Arkansas's senators put forward the name of P.K. Holmes of Fort Smith for a federal judgeship in mid-December. (And a good nominee it was.) Four months later, President Obama has finally nominated him for confirmation by the Senate, where Republicans have been freezing virtually every Obama judicial nominee. Two other vacancies in Arkansas, one in South Arkansas and one in Little Rock, still await Obama nominations though several suggestions have been made by the senators.
This is no formula for getting done one of the most important and lasting legacies of any president, populating the judiciary.
Even more perplexing is Obama's failure to fill U.S. attorney positions more than 15 months into his term.
PS -- Whispers are that action may be imminent on the U.S. attorneys -- Michael Barnes in Little Rock and a hazier picture in the Western District, maybe Conner Eldridge of Arkadelphia.

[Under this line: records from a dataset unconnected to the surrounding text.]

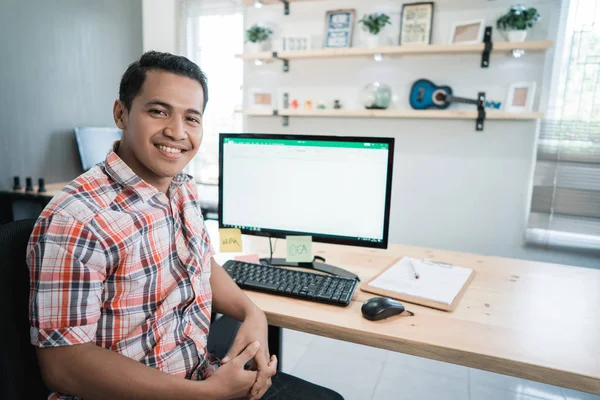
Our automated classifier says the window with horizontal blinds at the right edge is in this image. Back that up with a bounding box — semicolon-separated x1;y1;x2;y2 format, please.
526;0;600;252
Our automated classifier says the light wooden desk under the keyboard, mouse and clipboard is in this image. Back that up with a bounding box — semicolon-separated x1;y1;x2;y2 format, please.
237;237;600;394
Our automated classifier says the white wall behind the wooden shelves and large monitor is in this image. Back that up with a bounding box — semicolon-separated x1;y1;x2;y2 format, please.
244;0;600;267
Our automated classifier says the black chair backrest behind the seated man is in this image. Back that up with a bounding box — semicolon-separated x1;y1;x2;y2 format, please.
0;219;50;400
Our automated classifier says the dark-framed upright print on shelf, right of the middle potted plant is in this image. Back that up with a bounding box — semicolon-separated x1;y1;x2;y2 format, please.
399;1;434;46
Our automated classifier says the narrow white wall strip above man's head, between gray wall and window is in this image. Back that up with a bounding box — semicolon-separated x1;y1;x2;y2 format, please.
142;0;179;54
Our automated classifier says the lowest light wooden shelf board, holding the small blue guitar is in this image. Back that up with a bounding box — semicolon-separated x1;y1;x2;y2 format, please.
242;109;544;120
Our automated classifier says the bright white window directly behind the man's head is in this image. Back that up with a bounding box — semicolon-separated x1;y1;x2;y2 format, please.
181;0;244;185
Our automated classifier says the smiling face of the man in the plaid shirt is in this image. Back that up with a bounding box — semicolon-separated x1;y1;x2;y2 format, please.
114;70;204;185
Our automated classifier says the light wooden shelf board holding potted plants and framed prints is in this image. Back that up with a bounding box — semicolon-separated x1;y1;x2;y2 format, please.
236;40;553;60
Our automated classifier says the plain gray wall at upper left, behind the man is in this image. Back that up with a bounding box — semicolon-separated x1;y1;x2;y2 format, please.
0;0;142;189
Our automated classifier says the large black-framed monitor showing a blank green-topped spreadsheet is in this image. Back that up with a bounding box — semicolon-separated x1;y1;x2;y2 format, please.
219;134;394;248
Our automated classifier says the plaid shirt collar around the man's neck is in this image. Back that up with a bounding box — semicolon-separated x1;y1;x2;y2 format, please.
104;140;193;201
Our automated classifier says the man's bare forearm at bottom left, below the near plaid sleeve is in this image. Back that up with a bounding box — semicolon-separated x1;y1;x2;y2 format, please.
37;343;220;400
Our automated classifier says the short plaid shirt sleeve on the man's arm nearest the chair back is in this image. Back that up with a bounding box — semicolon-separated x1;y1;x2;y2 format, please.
27;214;107;347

The latter selection has been complicated by the Arkansas senators' belated effort to bring a black candidate into consideration for at least one of the six judicial and U.S. attorney slots open. All initial contenders they suggested were white. A black lawyer in Texarkana, who was added for judicial consideration after the death of one candidate, withdrew from consideration when the senators tried to persuade him to take a U.S. attorney slot instead. A political insider who's lived in Texas until recently is considered the front-runner for the South Arkansas judgeship. You hear all kinds of rumors about the remaining judgeship in Little Rock, including that a new search may be underway for a black candidate.